Indossa degli stivali alti e una giacca pesante, che chiude fino a sotto il mento, barricando la bocca. Non sopporta il freddo, non l’ha mai tollerato, le piace proteggersi e sentirsi al sicuro. La presenza di Grace le dava sicurezza. Se avesse avuto un problema, avrebbe trovato il modo di avvertirla.
Esce di casa, talmente di fretta che imbocca le scale velocemente senza prendere l’ascensore. C’è vento fuori, una furia che scuote gli alberi recentemente potati dei rami. L’ultima volta, Grace li aveva definiti direttori d’orchestra senza i loro musicisti. Nell’osservarli Shae si era dimenticata per un attimo della morsa del gelo. Perché già pensa a un’ultima volta?
Gli occhi sono diventati delle fessure che squadrano lo spazio. Passa in rassegna tutte le macchine parcheggiate. Affretta il passo, come se questo possa infonderle un’energia risolutiva. Della macchina di Grace non c’è nessuna traccia.
Decide di tornare a casa. Entra nell’appartamento, preceduta dalla speranza di essersi sbagliata e di vedere Grace venirle incontro. Entra nell’appartamento, accende le luci dell’ingresso. È sola, oltre lei il vuoto delle stanze.
Ore 21.00. Se avesse conosciuto qualche nuovo ragazzo, di sicuro glielo l’avrebbe detto. Per Grace non era difficile. La sua bellezza aveva il suono annunciato della rappresaglia. Grace ti inibiva e lo faceva senza rendersene conto, come se la sopravvivenza si giocasse a un tavolo dove sedeva un unico concorrente e quel concorrente era soltanto lei.
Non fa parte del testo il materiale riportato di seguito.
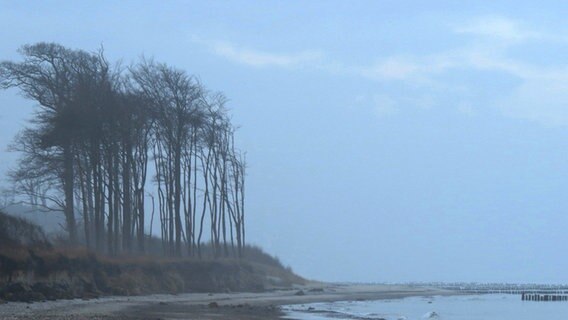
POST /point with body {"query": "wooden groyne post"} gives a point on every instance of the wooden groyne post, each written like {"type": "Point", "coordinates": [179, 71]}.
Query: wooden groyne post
{"type": "Point", "coordinates": [526, 296]}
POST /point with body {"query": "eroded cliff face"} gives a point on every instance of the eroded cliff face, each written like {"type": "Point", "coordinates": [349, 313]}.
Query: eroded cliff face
{"type": "Point", "coordinates": [28, 274]}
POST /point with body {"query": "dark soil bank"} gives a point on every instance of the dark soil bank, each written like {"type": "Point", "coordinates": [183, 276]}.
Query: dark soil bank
{"type": "Point", "coordinates": [34, 275]}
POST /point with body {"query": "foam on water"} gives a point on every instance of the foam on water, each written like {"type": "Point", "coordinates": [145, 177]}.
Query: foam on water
{"type": "Point", "coordinates": [478, 307]}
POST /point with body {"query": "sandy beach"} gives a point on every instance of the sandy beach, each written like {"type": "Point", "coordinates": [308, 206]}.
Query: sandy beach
{"type": "Point", "coordinates": [263, 305]}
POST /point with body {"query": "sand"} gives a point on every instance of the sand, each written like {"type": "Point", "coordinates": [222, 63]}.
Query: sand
{"type": "Point", "coordinates": [237, 306]}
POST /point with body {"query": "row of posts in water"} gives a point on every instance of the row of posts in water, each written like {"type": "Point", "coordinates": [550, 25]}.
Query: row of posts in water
{"type": "Point", "coordinates": [530, 295]}
{"type": "Point", "coordinates": [543, 297]}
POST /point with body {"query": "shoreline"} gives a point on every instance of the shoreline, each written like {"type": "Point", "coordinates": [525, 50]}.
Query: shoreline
{"type": "Point", "coordinates": [239, 306]}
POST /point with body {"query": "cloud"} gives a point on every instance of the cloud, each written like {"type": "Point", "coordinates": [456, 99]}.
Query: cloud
{"type": "Point", "coordinates": [538, 95]}
{"type": "Point", "coordinates": [498, 27]}
{"type": "Point", "coordinates": [383, 105]}
{"type": "Point", "coordinates": [256, 58]}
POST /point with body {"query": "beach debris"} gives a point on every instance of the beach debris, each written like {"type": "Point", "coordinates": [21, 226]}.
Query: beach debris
{"type": "Point", "coordinates": [300, 293]}
{"type": "Point", "coordinates": [431, 315]}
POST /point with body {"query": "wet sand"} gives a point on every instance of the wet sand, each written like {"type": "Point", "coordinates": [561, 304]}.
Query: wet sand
{"type": "Point", "coordinates": [237, 306]}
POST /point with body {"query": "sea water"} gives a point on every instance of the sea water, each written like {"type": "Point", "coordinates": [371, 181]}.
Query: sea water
{"type": "Point", "coordinates": [477, 307]}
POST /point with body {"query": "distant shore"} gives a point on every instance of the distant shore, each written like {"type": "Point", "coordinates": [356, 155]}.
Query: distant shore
{"type": "Point", "coordinates": [237, 306]}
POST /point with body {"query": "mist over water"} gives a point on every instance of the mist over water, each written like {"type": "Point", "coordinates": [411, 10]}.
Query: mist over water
{"type": "Point", "coordinates": [475, 307]}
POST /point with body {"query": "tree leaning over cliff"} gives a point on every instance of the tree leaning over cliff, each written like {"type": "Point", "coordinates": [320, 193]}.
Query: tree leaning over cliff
{"type": "Point", "coordinates": [47, 76]}
{"type": "Point", "coordinates": [98, 129]}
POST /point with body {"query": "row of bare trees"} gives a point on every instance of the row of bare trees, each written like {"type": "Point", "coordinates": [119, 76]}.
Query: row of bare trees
{"type": "Point", "coordinates": [105, 140]}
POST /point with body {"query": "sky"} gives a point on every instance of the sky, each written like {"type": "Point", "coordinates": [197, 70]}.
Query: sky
{"type": "Point", "coordinates": [387, 141]}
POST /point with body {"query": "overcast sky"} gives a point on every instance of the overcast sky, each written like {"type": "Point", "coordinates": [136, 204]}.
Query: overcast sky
{"type": "Point", "coordinates": [386, 140]}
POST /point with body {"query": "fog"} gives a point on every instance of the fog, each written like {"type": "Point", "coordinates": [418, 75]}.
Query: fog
{"type": "Point", "coordinates": [386, 142]}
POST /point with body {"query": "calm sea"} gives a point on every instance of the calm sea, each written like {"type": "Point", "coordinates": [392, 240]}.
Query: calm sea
{"type": "Point", "coordinates": [478, 307]}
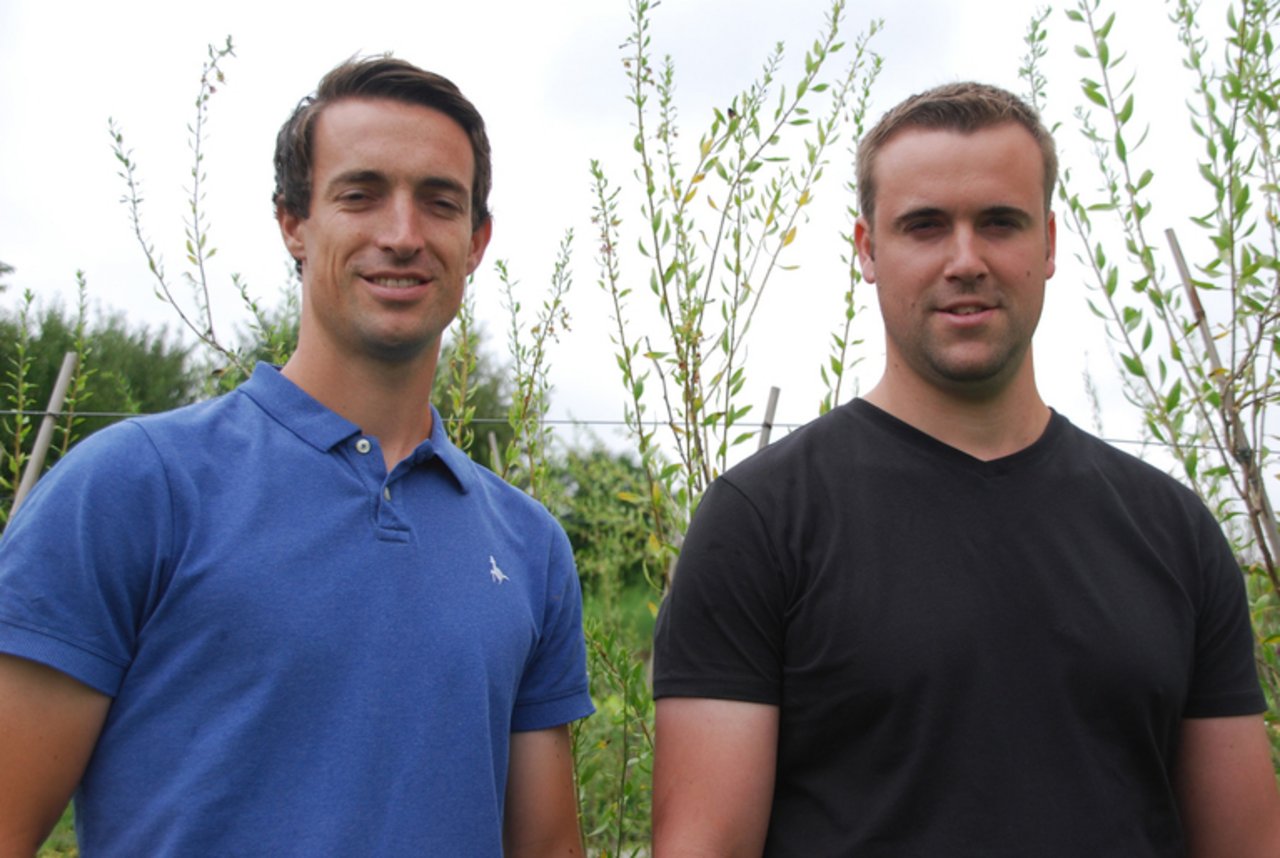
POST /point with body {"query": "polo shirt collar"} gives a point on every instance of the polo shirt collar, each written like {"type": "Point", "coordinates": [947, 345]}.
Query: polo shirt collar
{"type": "Point", "coordinates": [301, 414]}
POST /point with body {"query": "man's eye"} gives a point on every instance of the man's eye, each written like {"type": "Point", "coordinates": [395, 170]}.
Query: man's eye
{"type": "Point", "coordinates": [923, 226]}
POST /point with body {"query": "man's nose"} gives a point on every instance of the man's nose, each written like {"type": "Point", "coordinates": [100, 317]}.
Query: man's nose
{"type": "Point", "coordinates": [401, 232]}
{"type": "Point", "coordinates": [967, 260]}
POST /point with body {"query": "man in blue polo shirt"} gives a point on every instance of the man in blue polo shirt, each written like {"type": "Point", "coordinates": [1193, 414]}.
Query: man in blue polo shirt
{"type": "Point", "coordinates": [297, 620]}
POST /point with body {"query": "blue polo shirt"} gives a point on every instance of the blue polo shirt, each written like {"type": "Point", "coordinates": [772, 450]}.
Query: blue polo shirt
{"type": "Point", "coordinates": [307, 655]}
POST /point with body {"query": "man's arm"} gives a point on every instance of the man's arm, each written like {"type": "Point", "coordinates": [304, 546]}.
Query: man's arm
{"type": "Point", "coordinates": [1226, 789]}
{"type": "Point", "coordinates": [542, 802]}
{"type": "Point", "coordinates": [713, 774]}
{"type": "Point", "coordinates": [49, 724]}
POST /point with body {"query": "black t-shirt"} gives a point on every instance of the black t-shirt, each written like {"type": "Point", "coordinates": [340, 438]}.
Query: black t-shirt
{"type": "Point", "coordinates": [970, 658]}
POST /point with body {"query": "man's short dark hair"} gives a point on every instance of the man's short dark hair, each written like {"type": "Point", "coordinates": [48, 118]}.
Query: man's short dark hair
{"type": "Point", "coordinates": [375, 77]}
{"type": "Point", "coordinates": [954, 106]}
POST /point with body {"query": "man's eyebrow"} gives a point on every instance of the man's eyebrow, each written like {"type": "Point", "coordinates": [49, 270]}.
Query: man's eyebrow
{"type": "Point", "coordinates": [444, 183]}
{"type": "Point", "coordinates": [1013, 213]}
{"type": "Point", "coordinates": [923, 213]}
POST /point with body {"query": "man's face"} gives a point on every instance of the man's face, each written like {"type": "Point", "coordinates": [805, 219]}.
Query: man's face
{"type": "Point", "coordinates": [959, 254]}
{"type": "Point", "coordinates": [388, 245]}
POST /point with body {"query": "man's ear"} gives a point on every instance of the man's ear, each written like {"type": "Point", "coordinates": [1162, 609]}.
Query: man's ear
{"type": "Point", "coordinates": [865, 243]}
{"type": "Point", "coordinates": [1051, 241]}
{"type": "Point", "coordinates": [291, 231]}
{"type": "Point", "coordinates": [480, 237]}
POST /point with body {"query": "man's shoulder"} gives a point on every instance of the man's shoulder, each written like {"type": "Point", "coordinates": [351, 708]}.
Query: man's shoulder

Ore 22.00. Shae ripensa ancora alla sera prima. È un’istantanea di Grace. Si ricorda perfettamente come era vestita, il maglione rosso e stretto, i jeans dall’orlo usurato per le sue camminate, i movimenti disinibiti. Poterla ricordare in modo così preciso l’aiuta a recuperare la calma. L’autorità della ragione. Il bilancio dell’ansia.
Fino a poche ore prima l’andatura della loro vita era stata costante, una linea retta raramente interrottasi. Nessun avvenimento sospetto nella notte che era seguita. Grace era entrata nella sua stanza e si era addormentata. E lo stesso aveva fatto lei. Con la mente leggermente alterata dall’alcol era sprofondata nel sonno.
La mattina presto, Grace, come ogni giorno si era dovuta alzare per andare a lavorare. O perlomeno così lei aveva creduto. Rimasta in casa Shae aveva fatto serenamente colazione immaginandola in ufficio.
Ore 23.00. Shae è sola in salotto ad aspettare. Inizia a tremare, non sa da quale parte del suo corpo si propaghi il tremore.
Ore 24.00. Grace non è ancora tornata a casa. Il tremore si è impadronito dello stomaco.